Two-dimensional quantum percolation on anisotropic lattices

TL;DR

This study investigates quantum percolation on anisotropic 2D lattices, revealing evidence of a delocalized phase at low disorder and clarifying discrepancies in previous research regarding localization transitions.

Contribution

It provides a detailed analysis of anisotropic lattice geometries, demonstrating the existence of delocalized states and phase transitions using transmission coefficients and participation ratios.

Findings

Localization length does not converge at low dilution for anisotropic strips.

Evidence of a delocalized phase at small disorder levels.

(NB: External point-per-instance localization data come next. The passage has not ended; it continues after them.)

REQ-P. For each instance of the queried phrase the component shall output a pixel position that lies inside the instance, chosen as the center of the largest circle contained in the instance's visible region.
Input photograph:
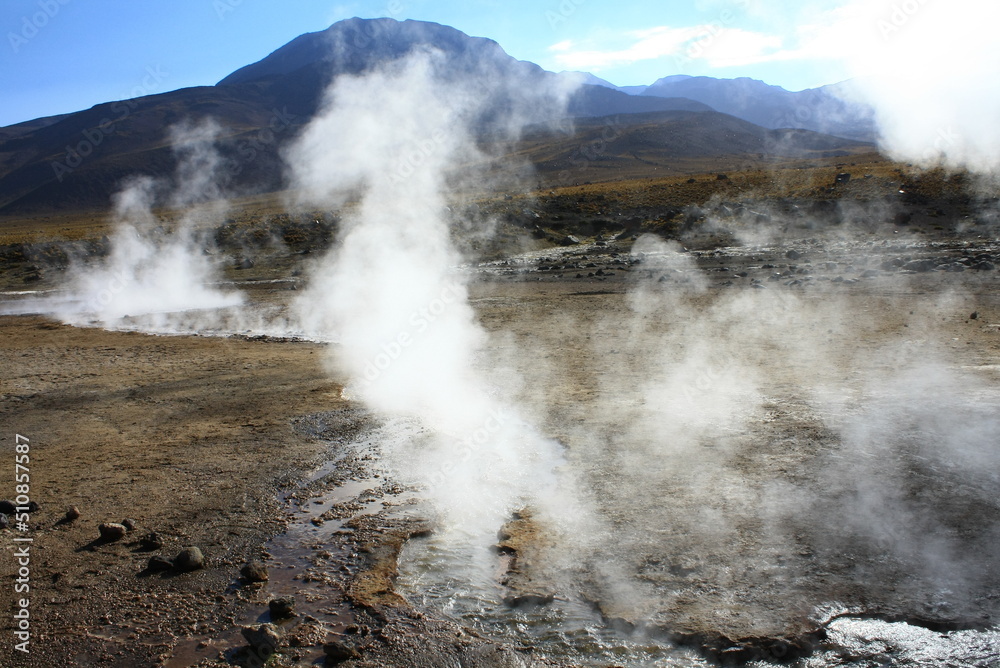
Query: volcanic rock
(159, 564)
(189, 559)
(112, 531)
(282, 608)
(254, 571)
(337, 652)
(151, 541)
(263, 639)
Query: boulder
(158, 564)
(112, 531)
(264, 639)
(254, 571)
(189, 559)
(337, 652)
(282, 607)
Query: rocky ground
(245, 448)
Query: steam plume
(390, 297)
(152, 272)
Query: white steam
(388, 294)
(156, 274)
(929, 69)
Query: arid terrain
(775, 422)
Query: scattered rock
(337, 652)
(254, 571)
(158, 564)
(264, 639)
(112, 531)
(189, 559)
(282, 607)
(151, 541)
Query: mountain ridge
(80, 159)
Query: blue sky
(64, 55)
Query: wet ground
(784, 451)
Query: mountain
(819, 109)
(76, 161)
(674, 142)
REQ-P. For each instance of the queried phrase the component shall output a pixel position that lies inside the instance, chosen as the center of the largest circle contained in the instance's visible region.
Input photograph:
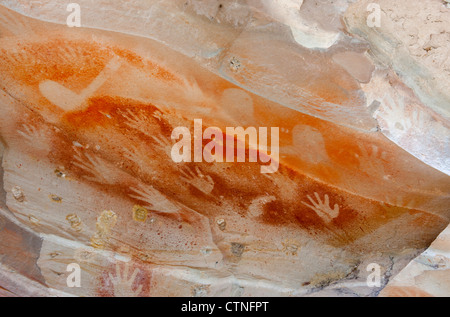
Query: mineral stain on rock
(101, 107)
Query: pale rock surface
(87, 113)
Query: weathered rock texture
(86, 121)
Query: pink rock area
(89, 179)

Phase transition from delocalized to localized near specific dilutions.

Abstract

In a previous work [Dillon and Nakanishi, Eur. Phys.J B {\bf 87}, 286 (2014)], we calculated the transmission coefficient of the two-dimensional quantum percolation model and found there to be three regimes, namely, exponentially localized, power-law localized, and delocalized. However, the existence of these phase transitions remains controversial, with many other works divided between those which claim that quantum percolation in 2D is always localized, and those which assert there is a transition to a less localized or delocalized state. It stood out that many works based on highly anisotropic two-dimensional strips fall in the first group, whereas our previous work and most others in the second group were based on an isotropic square geometry. To better understand the difference in our results and those based on strip geometry, we apply our direct calculation of the transmission coefficient to highly anisotropic strips of varying widths at three energies and a wide range of dilutions. We find that the localization length of the strips does not converge at low dilution as the strip width increases toward the isotropic limit, indicating the presence of a delocalized state for small disorder. We additionally calculate the inverse participation ratio of the lattices and find that it too signals a phase transition from delocalized to localized near the same dilutions.